Retomaremos o seu percurso em terras de acolhimento, desde a sua (des)integração até à deportação e repatriamento.

3.2. O Repatriamento para os Açores

O repatriamento dos portugueses açorianos emigrados nos EUA e Canadá por razões judiciais, tem levantado alguma polémica pela forma progressiva como se tem processado e pela amplitude que tal fenómeno tem vindo a tomar no tecido social da Região Autónoma dos Açores. É de salientar que tal situação se tenha acentuado, sobretudo, nesta região, em virtude das comunidades portuguesas naqueles países serem, na sua maioria, constituídas por açorianos.

Os Açores foram, quase sempre, marcados por fluxos migratórios, tendo por destino países como o Brasil e as Bermudas e, mais

recentemente, os EUA e o Canadá, onde reside uma boa parte da comunidade açoriana.

A emigração açoriana - responsável pelo decréscimo demográfico que se verifica na região - foi sempre de cariz familiar. Os açorianos emigravam em massa, acompanhados geralmente das famílias, com o intuito de fixarem residência nesses países, dando origem a colónias (São Francisco, Oakland e outras na California, New Bedford e Providence e ainda em Boston e Brooklin).

Embora as autoridades americanas afirmem, repetidamente, que o número de cidadãos portugueses expulsos é pouco significativo no conjunto dos deportados, tal realidade adquire uma dimensão que começa a tornar-se “preocupante”, se tivermos em conta a situação geográfica e sócio-económica dos Açores.

Se até meados da década de noventa o problema era residual (casos esporádicos de alguns indivíduos com hábitos de consumo de álcool e outras drogas, que procuravam “aclimatar-se” e integrar-se em comunidades de referência familiar), a partir de 1993, e sobretudo em 1994/95 o repatriamento começou a adquirir contornos de uma certa dimensão. Aliás, as alterações ocorridas no sistema judicial dos EUA e do Canadá fez com que o número de indivíduos repatriados aumentasse. A emergência de um grupo específico de “repatriados” deve-se a vários factores de agregação, tais como: terem todos o sentimento de “estrangeiros” (em virtude de todo o seu processo de desenvolvimento pessoal e social ter decorrido nos países para onde emigraram); a

utilização da língua inglesa (embora alguns ouvissem falar português em casa, é uma língua que mal dominam); terem os parentes mais próximos nos países que tiveram de abandonar; preferirem um quadro de

referências culturais e um ambiente físico e humano comum entre eles, às diferentes estruturas sócio-culturais dos Açores; terem passado por

períodos, mais ou menos longos, de contacto com grupos sociais problemáticos, com uma ou mais condenações aliadas, e, ainda o consumo e tráfico de drogas.
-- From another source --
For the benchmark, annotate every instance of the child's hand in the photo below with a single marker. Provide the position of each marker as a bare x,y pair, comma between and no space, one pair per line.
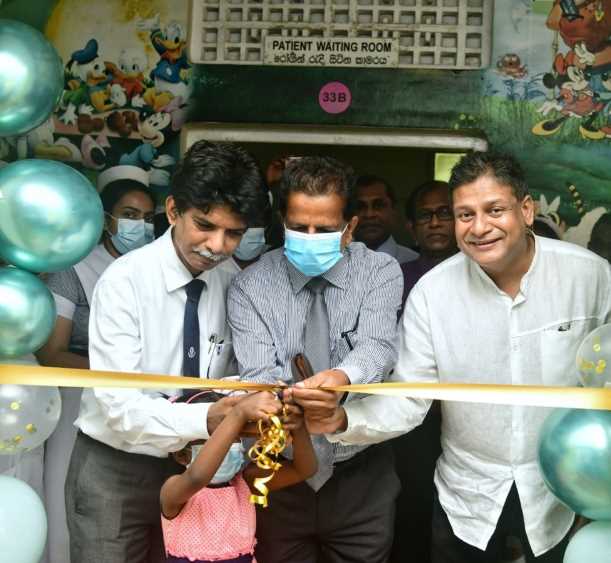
293,419
258,406
183,456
As causas da deportação destes indivíduos estão, obviamente, ligadas à prática de actos proibidos por lei sendo de salientar o facto de nunca terem requerido ou obtido a cidadania americana ou canadiana. Poder-se-á perguntar: porque não se naturalizaram os repatriados, evitando assim a sua deportação? São várias as respostas. Uma delas é que nunca sentiram necessidade de o fazer, porque quando uma pessoa

é aceite nos EUA ou no Canadá, teoricamente, se tiver família instalada e uma ocupação estável, poderá permanecer indefinidamente com esse estatuto. Também a ideia do regresso à terra-natal leva a que muitos emigrantes não se naturalizem prejudicando, assim, os filhos (que

poderão vir a ser repatriados) e, nalguns casos, eles próprios. Associado a esta ideia do regresso, também está presente o factor económico, pois muitos pensam que, não sendo naturalizados, poderão mais facilmente escapar às leis do fisco, o que lhes permite economizar mais em menos tempo, apostando num regresso mais cedo. Há também outros indivíduos que não o fizeram, por desconhecerem as leis da naturalização.